Nissin sesame oil flavoured noodles
This is my childhood in a packet. I shit you not, when the 2011 earthquake and tsunami happened and the supply-chain for these noodles were compromised, my parents bought about 10 cases of this. This little red packet has a lot of significance for me.
Nongshim Shin Ramyun
I discovered this a little late in life because my parents don’t like spice. Yes, there is heat, but not enough to blow your head off. It was also the first time in my life I had a thicker noodle texture than the Nissin brand and when you’re a poor, university student, you need to know when to treat yourself.

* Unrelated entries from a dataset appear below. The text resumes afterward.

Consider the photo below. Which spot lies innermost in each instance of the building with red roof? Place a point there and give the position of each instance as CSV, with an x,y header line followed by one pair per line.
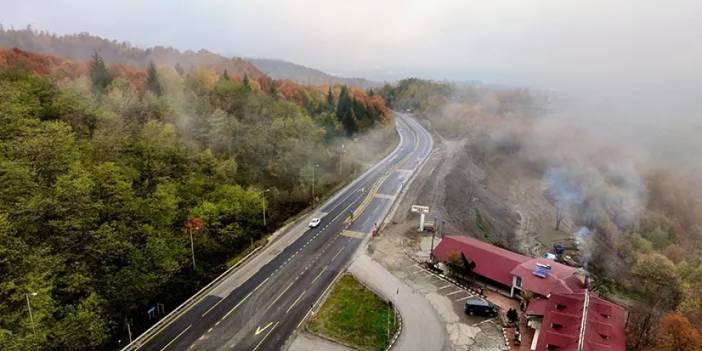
x,y
518,272
564,314
581,321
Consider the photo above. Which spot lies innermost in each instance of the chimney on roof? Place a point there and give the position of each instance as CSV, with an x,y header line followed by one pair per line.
x,y
586,283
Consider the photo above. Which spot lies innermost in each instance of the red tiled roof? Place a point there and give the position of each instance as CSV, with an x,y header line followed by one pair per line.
x,y
537,307
490,261
500,265
560,279
604,327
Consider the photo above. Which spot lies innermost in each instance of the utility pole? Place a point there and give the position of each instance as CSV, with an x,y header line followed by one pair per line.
x,y
264,206
129,330
194,223
29,308
341,160
313,181
192,246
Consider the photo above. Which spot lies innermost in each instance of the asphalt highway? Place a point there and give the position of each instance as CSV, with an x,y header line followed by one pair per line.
x,y
260,310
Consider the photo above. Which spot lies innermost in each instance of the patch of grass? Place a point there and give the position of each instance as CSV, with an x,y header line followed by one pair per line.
x,y
355,316
234,260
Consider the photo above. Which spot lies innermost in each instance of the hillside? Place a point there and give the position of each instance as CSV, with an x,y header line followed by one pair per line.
x,y
82,46
278,69
103,166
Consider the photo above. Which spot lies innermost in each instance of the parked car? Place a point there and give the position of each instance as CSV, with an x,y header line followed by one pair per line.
x,y
481,307
315,222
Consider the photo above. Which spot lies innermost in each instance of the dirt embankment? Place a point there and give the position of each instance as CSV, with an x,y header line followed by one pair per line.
x,y
487,194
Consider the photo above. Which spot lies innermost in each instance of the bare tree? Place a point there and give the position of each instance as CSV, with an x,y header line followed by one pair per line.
x,y
559,217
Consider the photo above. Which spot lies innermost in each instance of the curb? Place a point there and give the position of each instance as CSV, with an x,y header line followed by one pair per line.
x,y
164,322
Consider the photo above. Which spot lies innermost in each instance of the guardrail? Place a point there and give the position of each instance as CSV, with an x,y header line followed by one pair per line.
x,y
185,306
164,322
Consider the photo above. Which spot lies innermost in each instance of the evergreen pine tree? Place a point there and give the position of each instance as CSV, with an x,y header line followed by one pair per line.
x,y
152,82
246,82
99,75
344,103
179,69
350,122
330,100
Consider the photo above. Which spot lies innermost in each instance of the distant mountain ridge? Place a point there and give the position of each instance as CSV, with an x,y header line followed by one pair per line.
x,y
279,69
82,46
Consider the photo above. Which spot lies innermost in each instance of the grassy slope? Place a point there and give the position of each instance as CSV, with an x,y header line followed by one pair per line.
x,y
355,316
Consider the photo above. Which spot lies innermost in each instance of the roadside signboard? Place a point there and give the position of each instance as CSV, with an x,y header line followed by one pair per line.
x,y
420,209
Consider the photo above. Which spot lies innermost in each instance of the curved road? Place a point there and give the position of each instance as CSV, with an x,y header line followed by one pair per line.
x,y
258,306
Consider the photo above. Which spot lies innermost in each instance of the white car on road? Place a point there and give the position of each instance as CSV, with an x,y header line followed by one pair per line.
x,y
315,222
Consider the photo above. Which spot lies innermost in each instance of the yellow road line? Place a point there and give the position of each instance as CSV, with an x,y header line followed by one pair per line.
x,y
353,234
281,294
295,302
265,336
176,338
318,275
337,253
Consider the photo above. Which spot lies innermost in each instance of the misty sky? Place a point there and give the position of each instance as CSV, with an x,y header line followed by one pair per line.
x,y
554,44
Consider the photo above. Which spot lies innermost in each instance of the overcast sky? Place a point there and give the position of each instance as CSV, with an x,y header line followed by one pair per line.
x,y
557,44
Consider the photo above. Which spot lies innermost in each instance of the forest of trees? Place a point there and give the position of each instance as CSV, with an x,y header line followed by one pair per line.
x,y
102,165
651,265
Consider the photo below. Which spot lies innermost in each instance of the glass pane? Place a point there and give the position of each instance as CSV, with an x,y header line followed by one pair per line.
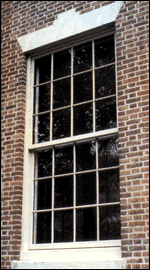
x,y
86,224
41,126
86,188
64,160
108,153
83,119
105,81
85,156
109,186
61,93
62,64
64,191
42,224
61,124
82,57
42,98
83,87
63,226
42,69
104,51
106,114
44,163
110,222
44,194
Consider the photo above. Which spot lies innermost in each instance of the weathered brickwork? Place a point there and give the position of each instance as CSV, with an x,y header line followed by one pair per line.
x,y
132,47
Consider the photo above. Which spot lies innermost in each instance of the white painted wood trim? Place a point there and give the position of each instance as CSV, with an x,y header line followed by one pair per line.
x,y
68,24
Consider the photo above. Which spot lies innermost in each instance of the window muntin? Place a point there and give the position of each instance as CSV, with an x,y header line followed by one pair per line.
x,y
75,183
76,95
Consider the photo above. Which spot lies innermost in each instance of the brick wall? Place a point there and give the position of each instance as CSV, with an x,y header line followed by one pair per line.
x,y
22,17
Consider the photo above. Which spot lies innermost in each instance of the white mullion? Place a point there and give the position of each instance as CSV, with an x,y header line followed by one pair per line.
x,y
36,106
37,114
72,92
35,183
111,64
97,185
74,190
53,171
93,84
51,99
102,133
116,80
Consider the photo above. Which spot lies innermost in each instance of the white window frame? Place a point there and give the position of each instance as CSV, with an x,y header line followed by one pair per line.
x,y
47,252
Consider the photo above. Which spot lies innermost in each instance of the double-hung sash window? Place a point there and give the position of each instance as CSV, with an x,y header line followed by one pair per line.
x,y
76,170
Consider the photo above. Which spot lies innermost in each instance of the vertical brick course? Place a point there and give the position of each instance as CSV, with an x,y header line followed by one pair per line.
x,y
133,93
132,48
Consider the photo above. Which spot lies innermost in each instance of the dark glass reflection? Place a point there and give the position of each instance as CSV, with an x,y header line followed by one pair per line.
x,y
43,227
42,69
64,160
82,57
64,191
83,87
108,153
86,224
104,51
85,188
44,163
109,186
44,194
62,64
83,119
106,114
105,81
61,124
63,226
41,126
61,93
42,98
110,222
85,156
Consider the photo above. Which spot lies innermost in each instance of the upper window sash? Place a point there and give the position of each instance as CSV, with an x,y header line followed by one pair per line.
x,y
74,104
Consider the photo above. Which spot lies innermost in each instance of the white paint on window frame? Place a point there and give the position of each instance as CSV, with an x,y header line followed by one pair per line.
x,y
70,23
43,252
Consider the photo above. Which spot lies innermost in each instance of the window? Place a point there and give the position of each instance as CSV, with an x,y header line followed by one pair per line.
x,y
76,162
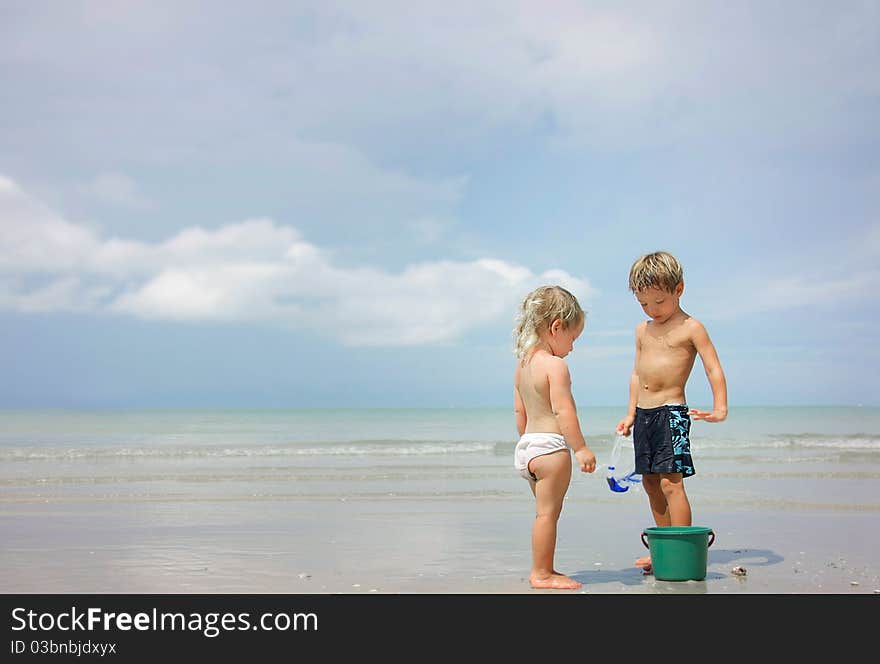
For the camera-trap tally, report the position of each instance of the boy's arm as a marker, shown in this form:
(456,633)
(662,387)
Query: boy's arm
(562,403)
(519,408)
(624,426)
(714,373)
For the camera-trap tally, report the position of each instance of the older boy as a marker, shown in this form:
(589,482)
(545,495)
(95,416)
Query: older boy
(666,347)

Haogemen spicy and sour flavour
If you have more than two minutes, these glass noodles have incredible chew and endless slurpability- the hot and sour flavour is just a bonus. I love them, but I’d say they’re a bit of an acquired taste. Definitely not one to give kids.

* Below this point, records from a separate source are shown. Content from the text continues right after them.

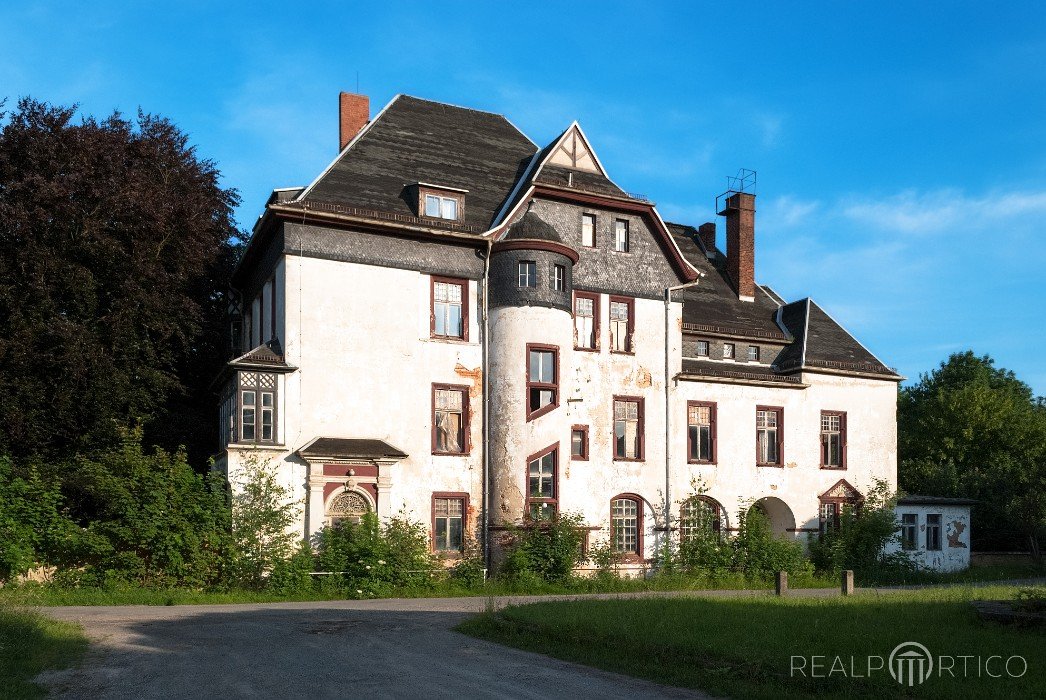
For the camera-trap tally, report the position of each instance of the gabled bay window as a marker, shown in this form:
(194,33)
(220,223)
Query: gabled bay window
(255,411)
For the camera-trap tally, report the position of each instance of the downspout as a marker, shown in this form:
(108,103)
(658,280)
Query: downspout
(486,413)
(667,405)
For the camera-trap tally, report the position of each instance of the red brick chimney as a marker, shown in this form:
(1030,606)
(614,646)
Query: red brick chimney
(740,212)
(707,234)
(354,112)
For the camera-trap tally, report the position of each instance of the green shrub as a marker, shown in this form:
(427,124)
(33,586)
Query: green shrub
(370,559)
(263,518)
(757,552)
(547,550)
(859,542)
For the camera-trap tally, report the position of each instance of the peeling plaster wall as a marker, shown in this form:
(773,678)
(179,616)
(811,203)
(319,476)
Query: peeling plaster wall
(954,552)
(360,336)
(735,481)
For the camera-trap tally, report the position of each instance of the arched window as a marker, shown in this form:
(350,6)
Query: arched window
(700,514)
(627,524)
(347,506)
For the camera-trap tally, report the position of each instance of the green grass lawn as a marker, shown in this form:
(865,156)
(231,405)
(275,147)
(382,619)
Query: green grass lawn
(29,644)
(744,647)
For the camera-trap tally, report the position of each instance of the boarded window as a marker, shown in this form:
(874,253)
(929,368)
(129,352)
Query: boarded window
(449,524)
(624,522)
(701,431)
(449,421)
(448,309)
(628,429)
(768,436)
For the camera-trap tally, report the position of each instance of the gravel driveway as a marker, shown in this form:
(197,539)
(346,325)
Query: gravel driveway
(339,649)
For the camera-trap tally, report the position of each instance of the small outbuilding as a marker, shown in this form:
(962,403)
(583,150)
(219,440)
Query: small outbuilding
(935,531)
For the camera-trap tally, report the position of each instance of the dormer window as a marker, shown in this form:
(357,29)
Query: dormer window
(440,207)
(440,202)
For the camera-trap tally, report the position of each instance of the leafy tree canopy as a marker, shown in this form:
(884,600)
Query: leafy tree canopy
(117,241)
(970,429)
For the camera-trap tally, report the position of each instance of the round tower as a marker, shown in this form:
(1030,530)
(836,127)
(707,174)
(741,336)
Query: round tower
(530,353)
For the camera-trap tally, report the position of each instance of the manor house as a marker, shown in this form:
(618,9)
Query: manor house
(455,322)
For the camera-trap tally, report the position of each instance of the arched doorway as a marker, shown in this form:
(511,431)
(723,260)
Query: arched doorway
(779,515)
(348,506)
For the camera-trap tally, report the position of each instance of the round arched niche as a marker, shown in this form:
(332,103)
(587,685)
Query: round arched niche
(347,506)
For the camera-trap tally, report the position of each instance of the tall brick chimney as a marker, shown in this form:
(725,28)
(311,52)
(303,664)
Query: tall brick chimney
(354,113)
(740,212)
(707,234)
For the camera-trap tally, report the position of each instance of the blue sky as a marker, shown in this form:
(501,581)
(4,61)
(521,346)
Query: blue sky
(901,148)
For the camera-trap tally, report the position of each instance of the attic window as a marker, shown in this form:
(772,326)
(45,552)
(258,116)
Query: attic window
(440,207)
(435,202)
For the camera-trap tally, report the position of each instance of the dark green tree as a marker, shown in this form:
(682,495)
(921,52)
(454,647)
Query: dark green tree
(117,244)
(970,429)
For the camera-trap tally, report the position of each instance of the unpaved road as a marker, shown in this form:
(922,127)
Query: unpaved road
(338,649)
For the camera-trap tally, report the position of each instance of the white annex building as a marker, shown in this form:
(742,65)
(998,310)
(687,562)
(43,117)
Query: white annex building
(455,322)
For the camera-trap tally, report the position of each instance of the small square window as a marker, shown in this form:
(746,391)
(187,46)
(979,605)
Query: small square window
(528,273)
(559,277)
(588,230)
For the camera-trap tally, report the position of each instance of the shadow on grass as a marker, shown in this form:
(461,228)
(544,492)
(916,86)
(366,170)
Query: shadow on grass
(31,644)
(768,648)
(315,652)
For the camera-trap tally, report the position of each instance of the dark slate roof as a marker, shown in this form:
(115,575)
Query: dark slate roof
(935,500)
(746,371)
(532,227)
(821,342)
(349,448)
(713,306)
(416,140)
(584,180)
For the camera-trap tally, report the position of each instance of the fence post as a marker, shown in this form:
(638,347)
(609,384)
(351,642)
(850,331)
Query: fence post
(847,583)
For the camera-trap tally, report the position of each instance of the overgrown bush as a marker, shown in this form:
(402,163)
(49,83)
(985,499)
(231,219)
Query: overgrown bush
(758,552)
(545,550)
(31,525)
(156,521)
(860,541)
(263,517)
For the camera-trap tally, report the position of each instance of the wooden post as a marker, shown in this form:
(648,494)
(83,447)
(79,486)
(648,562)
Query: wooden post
(847,583)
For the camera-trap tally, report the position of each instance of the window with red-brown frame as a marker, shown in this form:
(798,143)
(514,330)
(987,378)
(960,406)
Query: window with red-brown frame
(449,309)
(622,323)
(629,428)
(450,521)
(586,321)
(627,525)
(450,419)
(542,479)
(578,443)
(701,432)
(833,439)
(542,380)
(769,436)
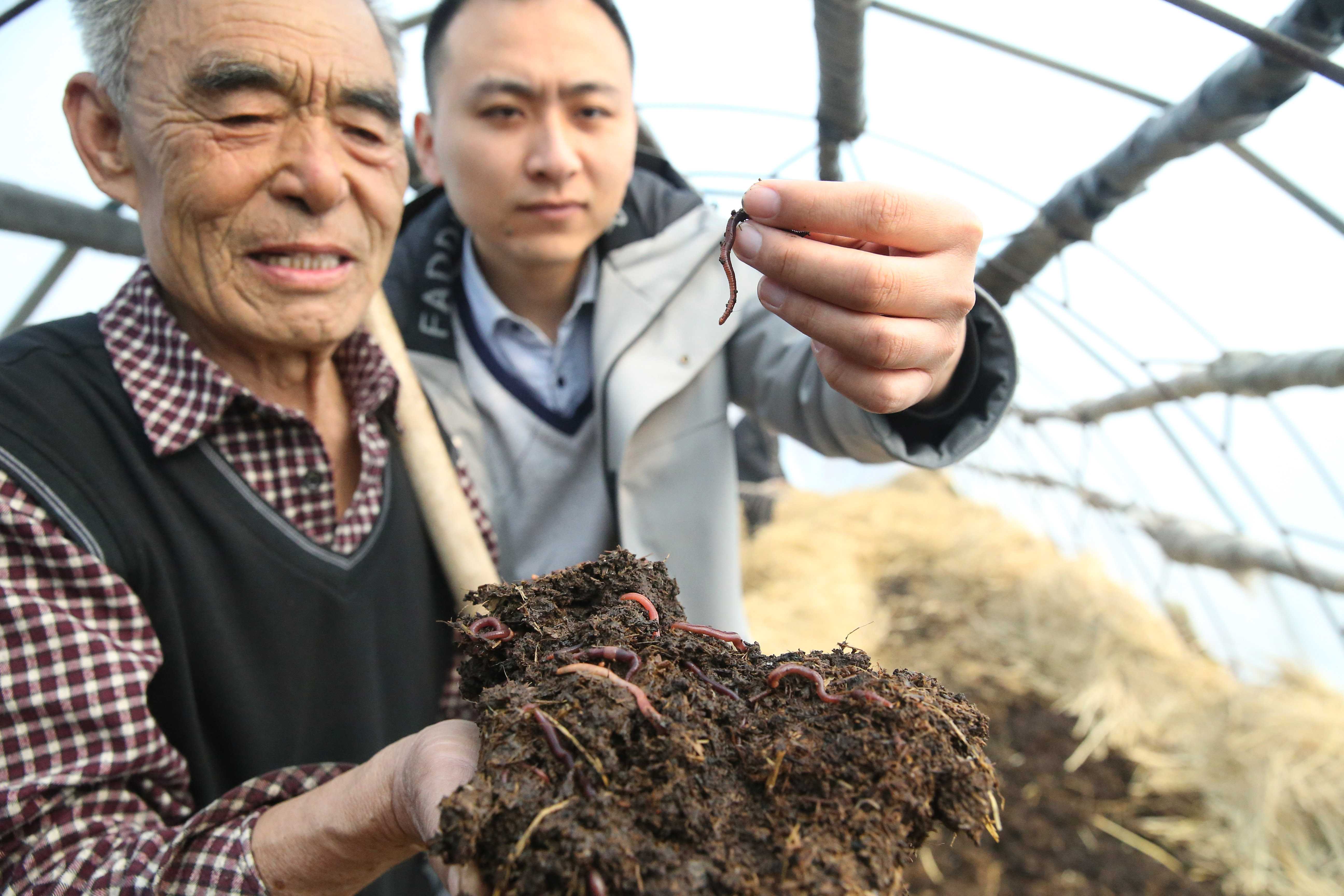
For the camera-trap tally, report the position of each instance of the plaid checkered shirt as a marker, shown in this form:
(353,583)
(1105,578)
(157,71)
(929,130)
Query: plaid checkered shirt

Sanyang Guilin rice noodles
The rice noodles in this are fresh and only require refreshment in boiling water despite what the instructions say. I’m constantly surprised at the quality of them because the sauces, fermented chilli, pickles (beware, the pickled bamboo is very pungent) and crispy chickpeas probably make this my favourite instant noodles of the bunch because they don't taste like instant noodles at all. The only downside for me is the excessive packaging.

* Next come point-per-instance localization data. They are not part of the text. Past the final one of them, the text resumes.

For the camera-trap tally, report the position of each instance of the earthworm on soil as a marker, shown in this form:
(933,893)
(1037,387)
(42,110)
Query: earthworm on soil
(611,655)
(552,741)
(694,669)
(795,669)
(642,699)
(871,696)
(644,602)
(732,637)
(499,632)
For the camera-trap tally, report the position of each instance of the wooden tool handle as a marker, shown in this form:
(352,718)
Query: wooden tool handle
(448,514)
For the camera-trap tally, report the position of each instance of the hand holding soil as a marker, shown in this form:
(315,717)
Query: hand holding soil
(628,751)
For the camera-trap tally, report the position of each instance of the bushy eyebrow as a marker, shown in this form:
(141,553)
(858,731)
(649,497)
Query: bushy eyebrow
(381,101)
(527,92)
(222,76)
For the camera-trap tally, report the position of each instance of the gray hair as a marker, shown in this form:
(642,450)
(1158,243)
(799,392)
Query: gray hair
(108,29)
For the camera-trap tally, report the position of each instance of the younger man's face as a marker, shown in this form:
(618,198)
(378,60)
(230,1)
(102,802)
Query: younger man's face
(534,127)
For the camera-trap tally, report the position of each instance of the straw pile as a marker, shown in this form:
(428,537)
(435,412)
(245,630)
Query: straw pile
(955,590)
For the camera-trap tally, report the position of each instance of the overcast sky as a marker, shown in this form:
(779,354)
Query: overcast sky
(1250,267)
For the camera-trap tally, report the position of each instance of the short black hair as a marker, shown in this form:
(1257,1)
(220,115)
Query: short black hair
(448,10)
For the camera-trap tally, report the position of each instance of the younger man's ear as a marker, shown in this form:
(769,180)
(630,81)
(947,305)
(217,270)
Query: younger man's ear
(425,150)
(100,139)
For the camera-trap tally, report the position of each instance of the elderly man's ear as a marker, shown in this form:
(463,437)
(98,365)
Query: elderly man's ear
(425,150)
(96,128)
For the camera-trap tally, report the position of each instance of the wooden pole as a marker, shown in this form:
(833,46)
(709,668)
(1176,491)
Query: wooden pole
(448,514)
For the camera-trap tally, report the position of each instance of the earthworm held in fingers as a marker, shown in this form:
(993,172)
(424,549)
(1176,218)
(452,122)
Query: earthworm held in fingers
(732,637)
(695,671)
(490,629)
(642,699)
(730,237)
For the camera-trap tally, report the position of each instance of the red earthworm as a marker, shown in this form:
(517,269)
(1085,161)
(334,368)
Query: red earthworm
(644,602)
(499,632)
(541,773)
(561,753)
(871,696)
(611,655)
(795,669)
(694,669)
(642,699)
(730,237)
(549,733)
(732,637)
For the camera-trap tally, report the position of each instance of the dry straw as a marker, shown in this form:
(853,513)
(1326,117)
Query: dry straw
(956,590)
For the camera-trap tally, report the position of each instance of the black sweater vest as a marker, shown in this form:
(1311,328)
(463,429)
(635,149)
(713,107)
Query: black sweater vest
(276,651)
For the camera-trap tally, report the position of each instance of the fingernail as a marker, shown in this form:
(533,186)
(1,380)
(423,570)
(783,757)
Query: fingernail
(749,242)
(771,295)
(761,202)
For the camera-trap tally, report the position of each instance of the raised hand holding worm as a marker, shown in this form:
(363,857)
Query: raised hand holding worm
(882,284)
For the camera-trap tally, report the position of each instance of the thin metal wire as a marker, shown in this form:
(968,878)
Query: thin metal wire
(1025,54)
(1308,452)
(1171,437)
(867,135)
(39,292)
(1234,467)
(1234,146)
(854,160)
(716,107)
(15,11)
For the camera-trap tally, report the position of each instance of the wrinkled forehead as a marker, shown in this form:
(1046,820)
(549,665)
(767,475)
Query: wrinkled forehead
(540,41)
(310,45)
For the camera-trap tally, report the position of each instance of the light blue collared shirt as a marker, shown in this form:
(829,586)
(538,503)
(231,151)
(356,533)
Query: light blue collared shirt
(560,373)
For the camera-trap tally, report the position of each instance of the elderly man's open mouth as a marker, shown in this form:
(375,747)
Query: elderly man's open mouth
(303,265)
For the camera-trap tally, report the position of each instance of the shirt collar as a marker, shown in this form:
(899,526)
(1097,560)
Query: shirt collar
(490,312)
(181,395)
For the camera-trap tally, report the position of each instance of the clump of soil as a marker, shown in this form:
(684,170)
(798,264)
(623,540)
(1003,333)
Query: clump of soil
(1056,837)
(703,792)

Prima Singapore laksa la mian
This is the most premium of the bunch, with single packets going for about $5 (*gasp*). The thing that sets these wheat noodles apart is they’re not deep-fried like regular ramen and the texture of the noodle doesn’t taste like a rehydrated sponge. There’s also nothing artificial in the flavour sachets, it’s exceptionally prawny and the coconut cream that thickens the soup is freeze-dried. For when you’re feeling rich.
Indomie mi goreng
Did you think I’d forget this guy? This little packet probably got every single MacRob chick through year 12. I’m convinced we used these packets as currency. I’m sure we all have that one weird friend who prefers to eat this noodle as a soup.
What I’m reading:
Trevor Jay Wilson’s ebook on bread. Again. It’s 384 pages of absolute nerdery on bread making with no recipes. You’re gonna have to be really into it.
What I’m listening to:
Róisín Murphy’s just released a new album. Stick it in your ear holes.
What I’m eating:
Clearly, a packet of instant noodles (but can you guess which one?), endless radicchio from the balcony garden, fish heads smothered in pickled and fermented chilli, mountains of steamed rice, anchovy doughnuts from Denton Wine Bar (Kieran was kind enough to give me a container of the batter to fry at home).
What I’m loving:
The God of Cookery using Cantonese food as a political statement.
If you’re as passionate as I am about instant noodles, why don’t you tell someone about it?
Want to know what other stupid shit I’ll write about next week?
Yes Nissin was the ONE when we were kids. Our family favourites were the green shoyu packet, the purple garlic saucy one and of course, seafood XO because ~fancy~
No more ‘mountains of rice’ for you. Some dietician chick in Good Food today said so. Nearly fell out of my chair when I read it.